Re: Using xerces with Unicode from Joseph Kesselman on 2002-02-19 (www-dom@w3.org from January to March 2002)

From: Joseph Kesselman <keshlam@us.ibm.com>
Date: Tue, 19 Feb 2002 10:57:05 -0500
To: Aniruddha Shevade <ashevade@actuate.com>
Cc: www-dom@w3.org
Message-ID: <OFDD0B0987.AA14F367-ON85256B65.0057127B@pok.ibm.com>

For information about specific implementations, contact the folks
providing/supporting that implementation. Information about Xerces is
available from Apache's website and mailing lists; http://xml.apache.org is
a good starting point.

To briefly answer your question: Yes, Xerces is Unicode-aware. It may or
may not support specific encodings. Make sure your document starts with an
XML Declaration that states which encoding is being used in that file, so
the parser knows how to interpret it. If the encoding is an unusual one,
you may need to download and plug in IBM's encoding support package (I
think it's called ICU), which is distributed under a separate license.

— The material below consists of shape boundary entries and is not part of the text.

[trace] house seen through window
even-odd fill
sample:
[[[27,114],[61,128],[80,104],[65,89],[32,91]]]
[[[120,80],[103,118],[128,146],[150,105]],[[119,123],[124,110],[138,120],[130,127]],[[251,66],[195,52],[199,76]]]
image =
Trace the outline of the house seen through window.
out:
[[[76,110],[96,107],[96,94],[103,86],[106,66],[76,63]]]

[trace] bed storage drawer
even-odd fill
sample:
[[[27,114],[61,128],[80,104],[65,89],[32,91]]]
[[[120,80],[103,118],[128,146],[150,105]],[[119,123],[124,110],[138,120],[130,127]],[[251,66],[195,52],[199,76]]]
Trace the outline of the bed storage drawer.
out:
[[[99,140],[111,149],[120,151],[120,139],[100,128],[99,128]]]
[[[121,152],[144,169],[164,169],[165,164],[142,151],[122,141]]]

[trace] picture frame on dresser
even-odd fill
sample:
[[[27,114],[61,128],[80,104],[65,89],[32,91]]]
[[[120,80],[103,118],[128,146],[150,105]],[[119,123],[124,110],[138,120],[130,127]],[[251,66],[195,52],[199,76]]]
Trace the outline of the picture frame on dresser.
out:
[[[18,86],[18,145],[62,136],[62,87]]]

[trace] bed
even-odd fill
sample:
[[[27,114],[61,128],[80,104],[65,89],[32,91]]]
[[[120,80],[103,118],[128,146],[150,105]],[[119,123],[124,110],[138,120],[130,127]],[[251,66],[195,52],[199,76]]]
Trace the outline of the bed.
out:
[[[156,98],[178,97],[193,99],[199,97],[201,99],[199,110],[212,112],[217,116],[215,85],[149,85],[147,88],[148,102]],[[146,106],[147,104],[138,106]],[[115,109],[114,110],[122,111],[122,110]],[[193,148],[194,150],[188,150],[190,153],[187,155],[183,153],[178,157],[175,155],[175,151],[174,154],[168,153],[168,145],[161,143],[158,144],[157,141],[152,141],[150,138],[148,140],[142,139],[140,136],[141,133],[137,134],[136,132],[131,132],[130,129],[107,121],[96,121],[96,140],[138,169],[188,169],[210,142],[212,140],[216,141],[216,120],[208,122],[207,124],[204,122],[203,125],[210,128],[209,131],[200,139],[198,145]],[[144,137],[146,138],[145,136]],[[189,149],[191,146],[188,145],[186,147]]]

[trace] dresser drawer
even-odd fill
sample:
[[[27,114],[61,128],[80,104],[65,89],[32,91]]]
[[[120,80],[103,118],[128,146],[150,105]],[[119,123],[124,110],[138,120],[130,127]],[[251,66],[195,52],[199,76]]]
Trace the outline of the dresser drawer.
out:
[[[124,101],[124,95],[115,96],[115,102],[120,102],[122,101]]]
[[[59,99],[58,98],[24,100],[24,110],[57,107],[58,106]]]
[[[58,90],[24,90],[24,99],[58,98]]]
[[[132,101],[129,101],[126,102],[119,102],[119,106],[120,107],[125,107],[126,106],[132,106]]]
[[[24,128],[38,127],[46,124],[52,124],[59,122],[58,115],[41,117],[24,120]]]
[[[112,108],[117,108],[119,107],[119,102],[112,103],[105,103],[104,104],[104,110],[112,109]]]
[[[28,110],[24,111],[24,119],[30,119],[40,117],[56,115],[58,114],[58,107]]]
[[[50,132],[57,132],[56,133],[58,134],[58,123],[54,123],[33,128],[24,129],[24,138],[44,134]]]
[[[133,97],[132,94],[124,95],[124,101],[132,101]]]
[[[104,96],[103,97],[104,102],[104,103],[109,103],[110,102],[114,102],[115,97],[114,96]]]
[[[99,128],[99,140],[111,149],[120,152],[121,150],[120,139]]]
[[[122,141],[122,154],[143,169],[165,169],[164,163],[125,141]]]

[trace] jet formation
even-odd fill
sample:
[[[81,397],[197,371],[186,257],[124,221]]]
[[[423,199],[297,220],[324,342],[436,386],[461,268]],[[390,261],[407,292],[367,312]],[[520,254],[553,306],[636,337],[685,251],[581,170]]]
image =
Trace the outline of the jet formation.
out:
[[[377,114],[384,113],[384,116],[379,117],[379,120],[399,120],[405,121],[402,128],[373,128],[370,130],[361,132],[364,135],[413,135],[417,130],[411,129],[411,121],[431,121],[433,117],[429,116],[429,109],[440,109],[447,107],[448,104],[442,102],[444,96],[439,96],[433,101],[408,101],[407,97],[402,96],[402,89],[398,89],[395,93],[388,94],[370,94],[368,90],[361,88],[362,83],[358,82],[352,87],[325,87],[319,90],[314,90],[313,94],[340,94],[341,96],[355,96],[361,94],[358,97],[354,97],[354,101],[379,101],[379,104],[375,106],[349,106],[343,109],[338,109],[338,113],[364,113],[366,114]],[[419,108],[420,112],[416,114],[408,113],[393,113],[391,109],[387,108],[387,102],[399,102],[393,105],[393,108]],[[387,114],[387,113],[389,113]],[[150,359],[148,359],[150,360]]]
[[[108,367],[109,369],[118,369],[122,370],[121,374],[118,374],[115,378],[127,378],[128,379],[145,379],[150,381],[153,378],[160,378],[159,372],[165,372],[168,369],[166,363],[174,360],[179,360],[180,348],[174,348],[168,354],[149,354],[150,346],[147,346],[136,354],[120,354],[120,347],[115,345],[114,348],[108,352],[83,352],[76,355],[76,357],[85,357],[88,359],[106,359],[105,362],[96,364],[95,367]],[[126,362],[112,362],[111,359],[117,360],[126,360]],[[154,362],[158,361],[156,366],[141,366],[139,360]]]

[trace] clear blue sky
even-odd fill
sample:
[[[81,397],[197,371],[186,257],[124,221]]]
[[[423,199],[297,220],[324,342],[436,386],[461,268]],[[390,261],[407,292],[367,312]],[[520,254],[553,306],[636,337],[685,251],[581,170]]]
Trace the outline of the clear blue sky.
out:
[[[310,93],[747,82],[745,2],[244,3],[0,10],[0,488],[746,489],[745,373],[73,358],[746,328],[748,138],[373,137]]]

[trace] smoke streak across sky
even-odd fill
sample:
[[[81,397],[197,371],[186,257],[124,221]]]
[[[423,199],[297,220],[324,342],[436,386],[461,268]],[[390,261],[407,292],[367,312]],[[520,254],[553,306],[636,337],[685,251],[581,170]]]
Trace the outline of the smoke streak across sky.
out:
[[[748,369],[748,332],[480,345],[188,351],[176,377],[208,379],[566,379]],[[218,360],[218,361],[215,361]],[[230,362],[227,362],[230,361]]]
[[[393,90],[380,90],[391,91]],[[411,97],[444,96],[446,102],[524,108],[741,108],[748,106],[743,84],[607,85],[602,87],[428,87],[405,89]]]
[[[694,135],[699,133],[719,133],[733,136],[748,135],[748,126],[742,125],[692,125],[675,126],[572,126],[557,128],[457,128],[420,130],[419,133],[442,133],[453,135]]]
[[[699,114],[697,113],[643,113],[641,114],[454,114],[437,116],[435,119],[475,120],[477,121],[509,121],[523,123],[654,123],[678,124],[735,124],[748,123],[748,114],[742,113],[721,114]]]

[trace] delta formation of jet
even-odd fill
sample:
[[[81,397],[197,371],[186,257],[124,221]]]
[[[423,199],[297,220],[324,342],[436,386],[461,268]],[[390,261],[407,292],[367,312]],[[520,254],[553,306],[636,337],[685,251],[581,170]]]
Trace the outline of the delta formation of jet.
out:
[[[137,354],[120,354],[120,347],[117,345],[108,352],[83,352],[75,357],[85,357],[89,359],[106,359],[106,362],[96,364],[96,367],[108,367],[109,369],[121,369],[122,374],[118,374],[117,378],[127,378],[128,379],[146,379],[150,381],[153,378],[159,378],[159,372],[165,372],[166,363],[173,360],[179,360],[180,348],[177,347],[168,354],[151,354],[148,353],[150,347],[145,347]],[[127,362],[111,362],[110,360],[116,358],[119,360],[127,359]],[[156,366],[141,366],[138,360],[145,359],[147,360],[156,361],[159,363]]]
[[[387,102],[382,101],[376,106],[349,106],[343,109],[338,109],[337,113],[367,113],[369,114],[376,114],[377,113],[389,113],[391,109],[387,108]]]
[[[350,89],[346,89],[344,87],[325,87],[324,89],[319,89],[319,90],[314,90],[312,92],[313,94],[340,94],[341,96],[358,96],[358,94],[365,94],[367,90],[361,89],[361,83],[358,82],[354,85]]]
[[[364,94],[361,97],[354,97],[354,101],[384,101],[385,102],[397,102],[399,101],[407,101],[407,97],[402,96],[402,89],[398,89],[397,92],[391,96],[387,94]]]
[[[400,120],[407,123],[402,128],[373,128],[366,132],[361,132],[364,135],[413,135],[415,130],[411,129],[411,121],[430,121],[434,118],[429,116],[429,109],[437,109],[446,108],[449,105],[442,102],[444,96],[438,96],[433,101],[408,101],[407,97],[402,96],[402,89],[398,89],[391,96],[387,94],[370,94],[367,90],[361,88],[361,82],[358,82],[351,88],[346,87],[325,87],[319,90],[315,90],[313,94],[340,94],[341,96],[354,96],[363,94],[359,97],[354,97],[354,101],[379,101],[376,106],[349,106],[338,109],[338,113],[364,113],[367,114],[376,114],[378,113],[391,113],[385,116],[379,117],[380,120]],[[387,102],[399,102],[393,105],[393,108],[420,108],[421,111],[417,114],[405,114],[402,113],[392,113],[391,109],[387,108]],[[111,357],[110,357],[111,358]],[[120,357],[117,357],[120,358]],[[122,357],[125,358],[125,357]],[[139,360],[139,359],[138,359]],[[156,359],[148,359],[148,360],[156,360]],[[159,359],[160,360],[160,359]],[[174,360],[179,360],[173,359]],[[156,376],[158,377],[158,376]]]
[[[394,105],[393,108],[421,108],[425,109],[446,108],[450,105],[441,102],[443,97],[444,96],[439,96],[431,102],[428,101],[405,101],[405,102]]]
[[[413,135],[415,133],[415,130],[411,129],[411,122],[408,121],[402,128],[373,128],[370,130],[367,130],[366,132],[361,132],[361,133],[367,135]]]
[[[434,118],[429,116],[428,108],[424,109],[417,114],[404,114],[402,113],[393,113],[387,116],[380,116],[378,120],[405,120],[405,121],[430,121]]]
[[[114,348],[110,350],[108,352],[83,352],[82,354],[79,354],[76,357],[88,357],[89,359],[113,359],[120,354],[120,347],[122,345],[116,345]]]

If you think you've done everything correctly and are still having trouble,
post a question in the Xerces support mailing lists providing some detail
on what you're doing, what you're seeing, and why you think it's wrong and
someone in the Xerces community will investigate. If you're _sure_ it's a
Xerces bug rather than an error in your own code, post the gripe into the
Apache Bugzilla system; that's the best way to make sure it won't be
forgotten.

______________________________________
Joe Kesselman  / IBM Research

Received on Tuesday, 19 February 2002 10:57:46 UTC